Most probably there are no problems here because the non-prefixed string functions are used consequently here, i.e. no intermixing of drupal_strlen with index-access.

sites/all/modules/search_api/contrib/search_api_facetapi/plugins/facetapi/query_type_term.inc:
 +74: [minor] in most cases, replace the string function with the drupal_ equivalent string functions
 +75: [minor] in most cases, replace the string function with the drupal_ equivalent string functions
 +132: [minor] in most cases, replace the string function with the drupal_ equivalent string functions
 +136: [minor] in most cases, replace the string function with the drupal_ equivalent string functions
 +139: [minor] in most cases, replace the string function with the drupal_ equivalent string functions

Most probably there are no problems here because the non-prefixed string functions are used consequently here, i.e. no intermixing of drupal_strlen with index-access.

sites/all/modules/search_api/contrib/search_api_views/includes/query.inc:
 +84: [minor] in most cases, replace the string function with the drupal_ equivalent string functions
 +85: [minor] in most cases, replace the string function with the drupal_ equivalent string functions
 +401: [minor] in most cases, replace the string function with the drupal_ equivalent string functions

These operate on table names and field names. The drupal-string functions are definitely not necessary here.

sites/all/modules/search_api/contrib/search_api_views/includes/handler_argument_fulltext.inc:
 +23: [minor] in most cases, replace the string function with the drupal_ equivalent string functions

This instance only operates on a table name. No problems.

sites/all/modules/search_api/contrib/search_api_views/includes/display_facet_block.inc:
 +32: [minor] in most cases, replace the string function with the drupal_ equivalent string functions
 +73: [minor] in most cases, replace the string function with the drupal_ equivalent string functions
 +119: [minor] in most cases, replace the string function with the drupal_ equivalent string functions
 +155: [minor] in most cases, replace the string function with the drupal_ equivalent string functions
 +201: [minor] in most cases, replace the string function with the drupal_ equivalent string functions
 +205: [minor] in most cases, replace the string function with the drupal_ equivalent string functions
 +208: [minor] in most cases, replace the string function with the drupal_ equivalent string functions

Most probably there are no problems here because the non-prefixed string functions are used consequently here, i.e. no intermixing of drupal_strlen with index-access.

sites/all/modules/search_api/contrib/search_api_views/includes/handler_argument_more_like_this.inc:
 +26: [minor] in most cases, replace the string function with the drupal_ equivalent string functions

This instance only operates on a table name. No problems.

sites/all/modules/search_api/contrib/search_api_views/includes/handler_filter_fulltext.inc:
 +121: [minor] in most cases, replace the string function with the drupal_ equivalent string functions

This instance only operates on a table name. No problems.

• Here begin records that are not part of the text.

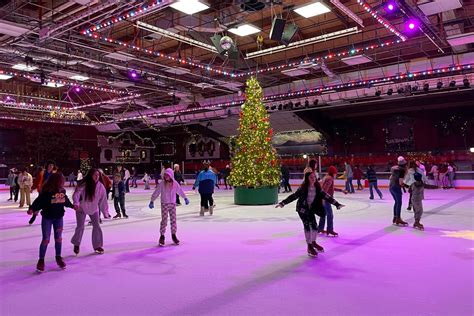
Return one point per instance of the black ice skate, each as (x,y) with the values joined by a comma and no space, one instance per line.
(161,242)
(60,262)
(40,265)
(175,239)
(311,251)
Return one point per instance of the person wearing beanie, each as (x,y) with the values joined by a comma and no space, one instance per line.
(309,198)
(168,188)
(397,174)
(328,186)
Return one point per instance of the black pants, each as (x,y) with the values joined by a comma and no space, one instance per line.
(309,221)
(119,204)
(206,200)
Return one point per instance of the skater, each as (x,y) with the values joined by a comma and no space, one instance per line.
(349,175)
(11,183)
(358,176)
(206,181)
(372,178)
(168,188)
(118,192)
(310,197)
(395,187)
(89,199)
(146,180)
(25,181)
(51,201)
(327,186)
(178,176)
(417,196)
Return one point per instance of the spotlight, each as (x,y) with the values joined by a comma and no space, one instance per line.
(466,83)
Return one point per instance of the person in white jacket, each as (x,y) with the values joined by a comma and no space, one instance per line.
(89,198)
(25,181)
(168,188)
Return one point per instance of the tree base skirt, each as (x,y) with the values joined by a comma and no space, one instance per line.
(256,196)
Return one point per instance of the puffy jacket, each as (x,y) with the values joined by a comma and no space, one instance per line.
(205,181)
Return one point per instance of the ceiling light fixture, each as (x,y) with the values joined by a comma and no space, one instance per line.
(24,67)
(179,38)
(244,30)
(309,41)
(312,9)
(189,6)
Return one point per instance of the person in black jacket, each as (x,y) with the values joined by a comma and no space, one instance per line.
(310,198)
(118,193)
(51,201)
(372,178)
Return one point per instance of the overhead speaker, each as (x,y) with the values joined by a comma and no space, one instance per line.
(216,41)
(289,33)
(278,26)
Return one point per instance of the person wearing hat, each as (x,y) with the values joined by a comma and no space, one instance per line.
(397,174)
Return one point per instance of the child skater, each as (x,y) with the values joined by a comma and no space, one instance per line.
(310,197)
(51,200)
(118,192)
(417,196)
(327,186)
(168,188)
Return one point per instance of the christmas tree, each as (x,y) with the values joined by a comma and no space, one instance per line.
(255,162)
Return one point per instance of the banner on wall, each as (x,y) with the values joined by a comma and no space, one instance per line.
(203,148)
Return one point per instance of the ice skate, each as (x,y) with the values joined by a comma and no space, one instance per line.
(60,262)
(319,248)
(419,226)
(175,239)
(161,242)
(311,251)
(40,265)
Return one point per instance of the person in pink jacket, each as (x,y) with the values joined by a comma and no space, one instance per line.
(168,188)
(89,198)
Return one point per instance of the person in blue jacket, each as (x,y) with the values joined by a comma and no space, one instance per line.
(205,181)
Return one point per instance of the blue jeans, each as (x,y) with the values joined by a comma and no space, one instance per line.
(46,224)
(397,196)
(372,186)
(329,216)
(349,186)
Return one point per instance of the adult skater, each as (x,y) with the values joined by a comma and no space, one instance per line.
(310,197)
(52,200)
(397,174)
(90,198)
(168,188)
(205,181)
(327,186)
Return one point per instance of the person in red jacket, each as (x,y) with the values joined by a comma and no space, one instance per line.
(358,174)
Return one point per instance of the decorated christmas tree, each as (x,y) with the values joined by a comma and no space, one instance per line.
(255,162)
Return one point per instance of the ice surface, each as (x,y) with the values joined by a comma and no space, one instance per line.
(248,261)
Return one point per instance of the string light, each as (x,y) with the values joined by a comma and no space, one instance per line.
(309,92)
(380,19)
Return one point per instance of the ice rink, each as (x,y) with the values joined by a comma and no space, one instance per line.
(248,261)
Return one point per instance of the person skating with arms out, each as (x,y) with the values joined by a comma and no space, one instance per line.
(168,188)
(52,200)
(309,198)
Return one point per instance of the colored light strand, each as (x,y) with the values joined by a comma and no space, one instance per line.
(309,92)
(380,19)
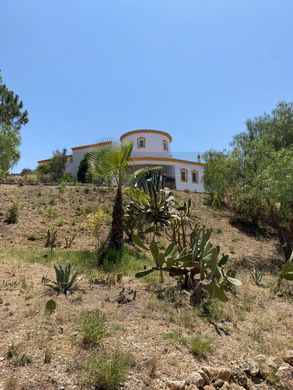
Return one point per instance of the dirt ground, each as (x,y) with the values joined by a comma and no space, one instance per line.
(256,319)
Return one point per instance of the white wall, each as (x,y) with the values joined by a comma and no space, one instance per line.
(173,169)
(153,145)
(189,185)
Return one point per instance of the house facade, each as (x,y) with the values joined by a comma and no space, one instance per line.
(150,148)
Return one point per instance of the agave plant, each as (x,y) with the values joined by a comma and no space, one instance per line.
(181,224)
(65,280)
(150,202)
(199,258)
(256,276)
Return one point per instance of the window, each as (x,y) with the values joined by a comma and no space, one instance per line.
(141,142)
(194,174)
(183,174)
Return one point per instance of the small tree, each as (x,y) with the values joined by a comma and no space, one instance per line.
(9,152)
(54,169)
(111,164)
(82,174)
(256,177)
(12,117)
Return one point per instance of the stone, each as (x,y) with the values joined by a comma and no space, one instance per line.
(177,385)
(225,374)
(235,386)
(211,372)
(226,386)
(288,357)
(205,376)
(209,387)
(238,376)
(196,379)
(219,383)
(267,366)
(285,375)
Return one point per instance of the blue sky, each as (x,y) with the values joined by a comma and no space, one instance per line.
(90,69)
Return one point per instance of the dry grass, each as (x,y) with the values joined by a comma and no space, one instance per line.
(257,319)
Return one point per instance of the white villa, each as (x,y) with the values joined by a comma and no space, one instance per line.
(150,148)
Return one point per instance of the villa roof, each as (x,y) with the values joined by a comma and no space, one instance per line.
(167,159)
(144,131)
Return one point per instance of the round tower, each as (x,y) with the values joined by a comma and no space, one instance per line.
(148,143)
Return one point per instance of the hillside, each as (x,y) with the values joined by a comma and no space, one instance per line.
(155,326)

sites/all/modules/search_api/contrib/search_api_views/search_api_views.install:
 +15: [minor] in most cases, replace the string function with the drupal_ equivalent string functions

This instance only operates on a table name. No problems.

sites/all/modules/search_api/search_api.admin.inc:
 +1410: [minor] in most cases, replace the string function with the drupal_ equivalent string functions
 +1624: [minor] in most cases, replace the string function with the drupal_ equivalent string functions

We deal with controlled/static strings in all of the instances in this file (field names may not contain multibyte characters). No action required.

drunken monkey’s picture

Status: Needs review » Fixed

Wow, thanks for your efforts! You even added a test case – exemplary! ;)

The patch works fine, the test checks out … committed! Thanks again!

Status: Fixed » Closed (fixed)

Automatically closed -- issue fixed for 2 weeks with no activity.